Da war das Verbot, während seiner Berliner Gefängniszeit mit Mitgefangenen zu reden, was nur umgangen werden konnte, indem man mit Kalfaktoren und Wärtern als Gesprächspartnern Kontakte zu Nachbarn herstellte. Ferner der Abtransport nach Buchenwald am 1. März 1945 und die dortige Unterbringung in einer Baracke außerhalb des Lagers, wo nicht nur Angehörige des 20. Juli, sondern auch andere Widerstandskämpfer inhaftiert waren. Und immer wenn der Ruf ertönte: "Fertigmachen zum Transport", weckte dies die Befürchtungen von Hinrichtung und Folter. So auch am 16. April, als von Hammerstein aus Buchenwald nach Dachau verlegt wurde und dort wiederum am 26. April unter schwerer Bewachung von SS-Schergen einen Marsch ins Unbekannte antreten mußte. Am 30. April wurde er in einem Bauernhof in einen Keller gesperrt, doch als er sich zusammen mit vier anderen Häftlingen am nächsten Tag herauswagte, war die SS verschwunden. "Die Bauern gaben uns Frühstück, die Amis fuhren vorbei, wir waren frei."

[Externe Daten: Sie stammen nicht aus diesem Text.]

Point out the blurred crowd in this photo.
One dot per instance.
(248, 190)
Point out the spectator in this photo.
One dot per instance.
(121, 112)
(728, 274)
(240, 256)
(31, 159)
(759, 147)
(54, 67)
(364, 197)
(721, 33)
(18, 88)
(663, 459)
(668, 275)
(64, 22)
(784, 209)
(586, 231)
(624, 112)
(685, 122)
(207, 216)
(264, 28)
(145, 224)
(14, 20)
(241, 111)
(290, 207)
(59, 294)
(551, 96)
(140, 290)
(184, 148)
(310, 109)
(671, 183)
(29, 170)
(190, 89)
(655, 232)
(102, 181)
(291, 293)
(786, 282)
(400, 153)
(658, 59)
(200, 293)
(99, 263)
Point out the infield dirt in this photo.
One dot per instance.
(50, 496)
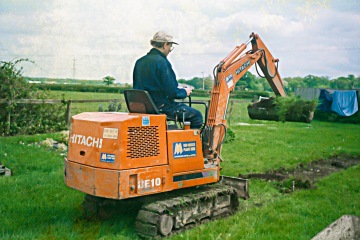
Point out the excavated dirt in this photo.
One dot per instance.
(305, 175)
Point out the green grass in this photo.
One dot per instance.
(36, 204)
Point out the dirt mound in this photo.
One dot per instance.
(305, 175)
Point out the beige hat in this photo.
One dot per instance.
(163, 37)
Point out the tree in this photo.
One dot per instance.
(108, 80)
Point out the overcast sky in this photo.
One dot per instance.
(91, 39)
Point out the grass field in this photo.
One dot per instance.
(36, 204)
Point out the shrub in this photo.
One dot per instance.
(17, 118)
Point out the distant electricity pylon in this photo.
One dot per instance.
(74, 69)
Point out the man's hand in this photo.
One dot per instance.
(188, 91)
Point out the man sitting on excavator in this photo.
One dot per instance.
(153, 73)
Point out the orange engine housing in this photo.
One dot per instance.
(123, 155)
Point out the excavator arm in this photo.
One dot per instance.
(226, 74)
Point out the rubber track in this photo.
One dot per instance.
(201, 205)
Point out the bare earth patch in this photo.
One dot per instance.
(305, 175)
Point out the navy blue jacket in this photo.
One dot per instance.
(154, 73)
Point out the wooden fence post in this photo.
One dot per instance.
(68, 113)
(8, 118)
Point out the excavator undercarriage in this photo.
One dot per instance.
(173, 212)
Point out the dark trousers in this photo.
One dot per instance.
(190, 114)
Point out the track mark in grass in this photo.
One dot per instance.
(304, 176)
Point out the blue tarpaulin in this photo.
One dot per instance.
(343, 103)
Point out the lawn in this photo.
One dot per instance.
(36, 204)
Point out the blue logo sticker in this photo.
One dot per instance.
(107, 157)
(184, 149)
(146, 121)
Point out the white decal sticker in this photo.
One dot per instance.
(146, 121)
(149, 183)
(110, 133)
(229, 81)
(86, 140)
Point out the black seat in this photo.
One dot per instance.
(139, 101)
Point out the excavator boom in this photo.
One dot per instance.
(226, 74)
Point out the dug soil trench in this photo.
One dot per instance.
(305, 175)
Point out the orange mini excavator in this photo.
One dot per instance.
(176, 170)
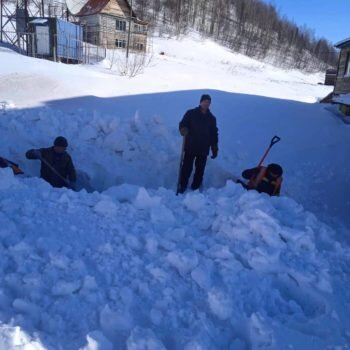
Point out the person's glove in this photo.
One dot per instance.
(73, 185)
(37, 153)
(214, 151)
(184, 131)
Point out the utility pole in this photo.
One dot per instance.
(1, 9)
(129, 32)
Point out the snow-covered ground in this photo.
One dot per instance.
(132, 266)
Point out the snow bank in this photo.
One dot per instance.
(92, 271)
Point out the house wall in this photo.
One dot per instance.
(117, 8)
(101, 29)
(342, 84)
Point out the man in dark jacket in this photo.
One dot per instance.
(198, 126)
(5, 163)
(264, 180)
(56, 164)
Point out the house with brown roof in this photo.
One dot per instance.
(341, 93)
(106, 23)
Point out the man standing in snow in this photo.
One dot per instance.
(56, 164)
(198, 127)
(5, 163)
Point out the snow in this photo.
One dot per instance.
(124, 263)
(344, 99)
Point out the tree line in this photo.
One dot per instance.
(251, 27)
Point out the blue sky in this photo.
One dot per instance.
(329, 19)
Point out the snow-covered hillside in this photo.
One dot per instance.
(132, 266)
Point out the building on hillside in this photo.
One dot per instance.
(54, 39)
(106, 23)
(341, 94)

Das Wiedersehen mit seinem Bruder Konrad verlief auf ungewöhnliche Weise. Auf der Fahrt nach Norden, die er nach seiner Befreiung mit dem Fahrrad unternahm, begegnete ihm ein Landstreicher, der aus dem Graben kam. "Ich hatte Angst um mein Fahrrad, was mir schon einmal entwendet worden war." Doch die Person, vor der er Angst hatte, entpuppte sich als sein Bruder Konrad.

Sein Bruder Ludwig überlebte ebenfalls in Berlin. Dort konnten Freunde die russischen Besatzer davon überzeugen, daß er im Widerstand aktiv war und bewahrten ihn somit vor der Deportation nach Sibirien.

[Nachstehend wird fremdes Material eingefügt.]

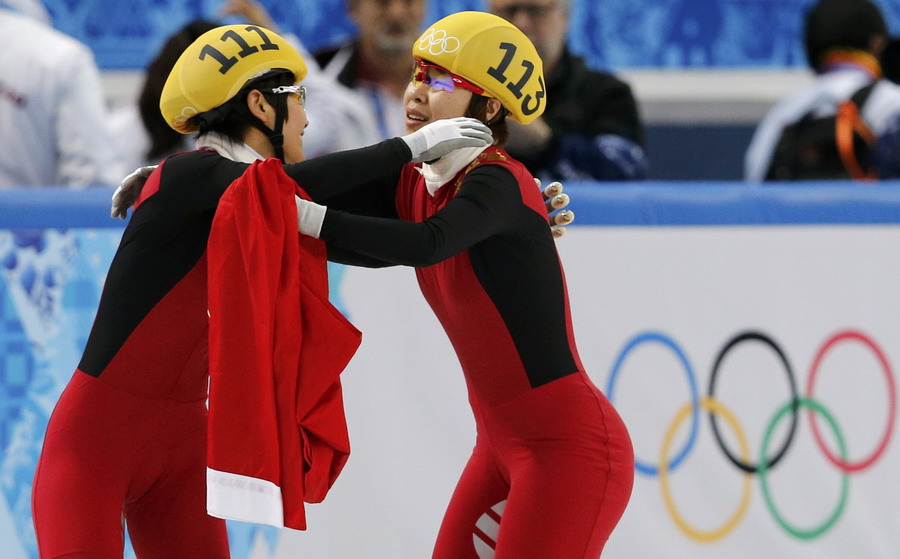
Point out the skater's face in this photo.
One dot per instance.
(294, 124)
(434, 93)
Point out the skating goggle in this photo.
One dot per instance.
(445, 82)
(298, 90)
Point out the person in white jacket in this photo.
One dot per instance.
(52, 110)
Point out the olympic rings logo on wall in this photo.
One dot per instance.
(667, 462)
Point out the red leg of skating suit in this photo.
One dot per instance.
(108, 455)
(561, 458)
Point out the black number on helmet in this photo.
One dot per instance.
(526, 110)
(267, 43)
(246, 49)
(516, 88)
(226, 62)
(499, 73)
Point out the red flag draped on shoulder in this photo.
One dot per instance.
(277, 431)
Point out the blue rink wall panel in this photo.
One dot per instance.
(56, 244)
(609, 33)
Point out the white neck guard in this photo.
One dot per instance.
(438, 173)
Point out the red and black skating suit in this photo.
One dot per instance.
(128, 435)
(553, 461)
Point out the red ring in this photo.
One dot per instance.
(846, 465)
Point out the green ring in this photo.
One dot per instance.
(845, 486)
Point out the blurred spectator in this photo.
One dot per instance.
(344, 118)
(52, 113)
(141, 133)
(377, 63)
(843, 40)
(591, 129)
(890, 60)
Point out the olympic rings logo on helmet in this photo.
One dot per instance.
(667, 462)
(435, 38)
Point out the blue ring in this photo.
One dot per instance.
(650, 336)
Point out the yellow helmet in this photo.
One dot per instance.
(217, 65)
(493, 54)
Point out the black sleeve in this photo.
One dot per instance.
(486, 204)
(362, 180)
(375, 167)
(352, 258)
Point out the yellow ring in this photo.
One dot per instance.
(713, 406)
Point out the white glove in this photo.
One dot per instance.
(129, 191)
(554, 199)
(309, 217)
(439, 138)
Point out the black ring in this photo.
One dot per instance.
(759, 337)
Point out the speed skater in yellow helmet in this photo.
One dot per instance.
(212, 76)
(492, 54)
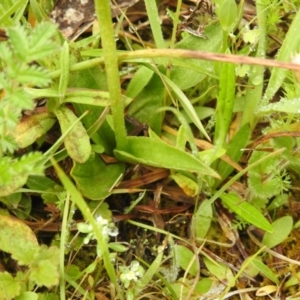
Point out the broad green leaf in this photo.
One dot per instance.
(91, 97)
(282, 228)
(289, 47)
(32, 127)
(14, 174)
(95, 178)
(9, 287)
(40, 183)
(246, 211)
(183, 258)
(147, 102)
(159, 154)
(77, 142)
(18, 239)
(265, 270)
(234, 151)
(202, 220)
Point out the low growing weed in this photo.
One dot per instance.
(152, 158)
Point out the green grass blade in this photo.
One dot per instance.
(103, 13)
(81, 204)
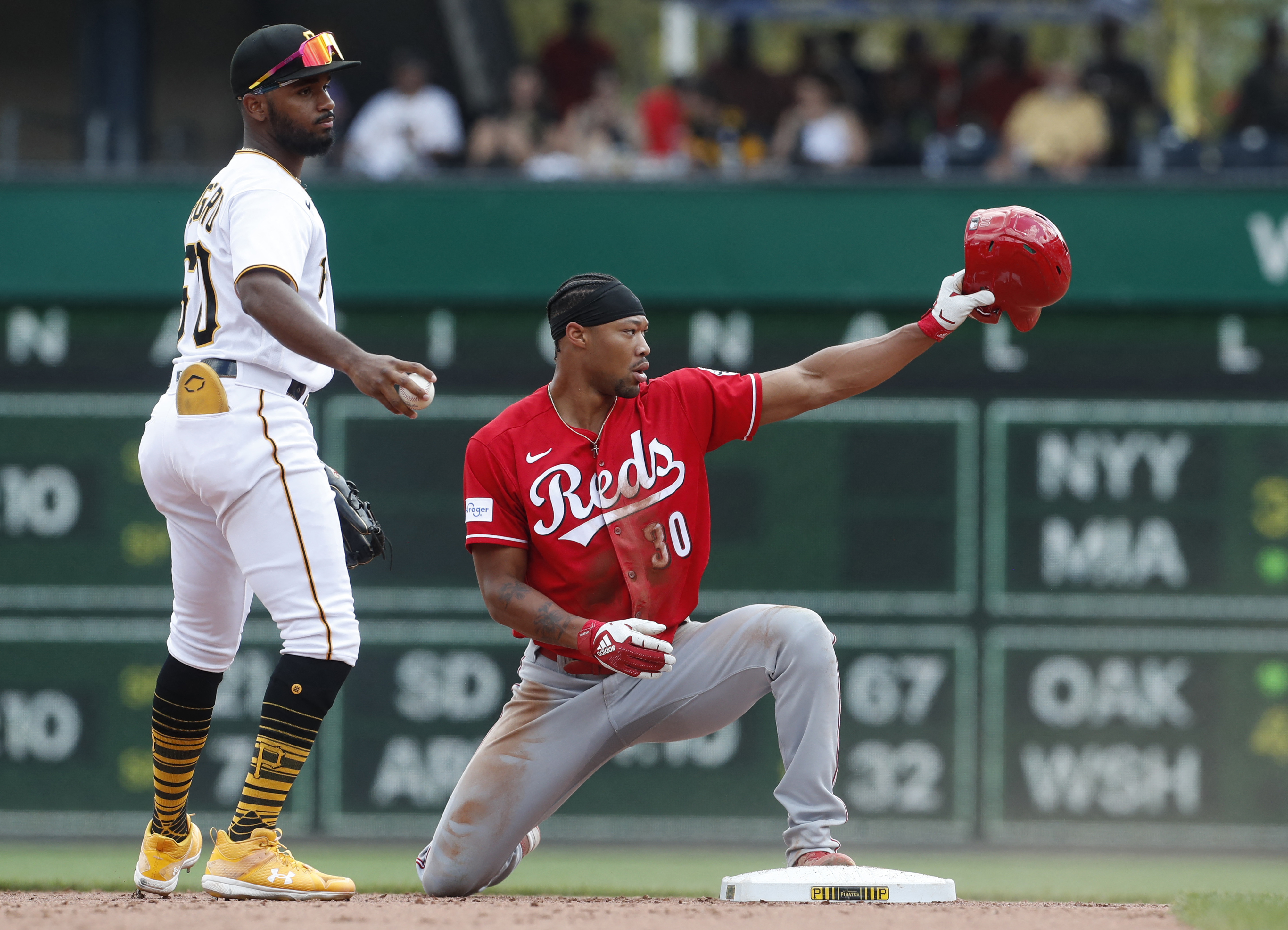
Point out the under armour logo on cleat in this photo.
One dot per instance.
(286, 879)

Wie ging er mit diesem Schicksal um? Er studierte Theologie in Bethel und gründete mit Lothar Greißig, der im Dritten Reich mutig das Euthanasieprogramm bekämpfte, die Aktion Sühnezeichen, die es sich zum Ziel setzte, auf christlicher Basis eine überkonfessionelle Institution der Versöhnung ins Leben zu rufen und zu unterhalten. Häftlinge verschiedener Konfessionen, verschiedener Ideologien und verschiedener Nationalitäten saßen als Gefangene zusammen.

Die Beschäftigung mit dem 20. Juli hat nach wie vor nicht an Faszination verloren. Bei der "Gedenkstätte Deutscher Widerstand" gehen allein per Internet jährlich 35.000 Anfragen ein, davon 40 Prozent aus Deutschland und 40 Prozent aus den USA.